Numa fila desordenada agrupam-se quatro bonecas de porcelana, brancas como a neve e sorridentes, de lábios cor de rosa e vestes para todas as ocasiões. São loiras, morenas, ricas e pobres, calçando botins que já não casam aos pares e, adornando uma secular esquina da cómoda, entrevêem nas costas um majestoso espelho. Os olhares perdidos na falta de vida fitam Melissa, naquele convite natural e óbvio que os brinquedos sempre fazem às crianças, mesmo quando a eles elas desejam alhear-se. A diminuta cadeira em frente ao móvel desliza como manteiga sob os movimentos brandos da menina e, do mesmo modo, acolhe-a nos braços de madeira, como tantas outras manhãs o fizera. Hoje, porém, o reflexo do vidro não espelha a alegria do romper da aurora, nem a pressa de alcançar a escova que tão delicadamente todas as manhãs amacia o fios escuros da pequena. Nos olhos esbugalhados pelas muitas horas dormidas num sono profundo, antevê-se uma clara tristeza e um medo disfarçado no controle das lágrimas que não tardarão a cair.

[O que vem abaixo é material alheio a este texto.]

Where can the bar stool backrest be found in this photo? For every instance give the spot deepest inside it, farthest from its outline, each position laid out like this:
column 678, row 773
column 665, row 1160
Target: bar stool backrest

De relance, Melissa espia a mais secreta das bonecas, observando-lhe os magníficos cachos num tom castanho, negro como terra. A tez firme e rija, cravada na mais elegante porcelana asiática, parece enfeitiçá-la, assim como o sorriso fino dos lábios e o brilho fosco dos olhos marrom. Pausadamente, como em câmara lenta, a menina permite aos sentidos uma viagem vertiginosa pela ilusão e as lembranças apoderam-se dela, transladando-a, com recurso à boneca, numa espiral do tempo até à sala da residência onde Catarina esboçava mimos e confiança dissimulados em lamentáveis declarações. “Ela era bonita?” – pode ouvir-se questionando qual eco da sua própria voz. “Era, muito… como você… minha filhinha.”.

O bambolear da mente entre estas reminiscências, incutido no recordar de afirmações que a boneca incessantemente reforça como uma epígrafe, é tudo quanto basta para que o choro principie, primeiro fraco e inaudível, compassadamente forte e aflitivo. O soluçar intermitente de Melissa não tarda a despertar Francisco que, coçando a vista turva pela preguiça, acode a irmã abusando do doce diminutivo habitual.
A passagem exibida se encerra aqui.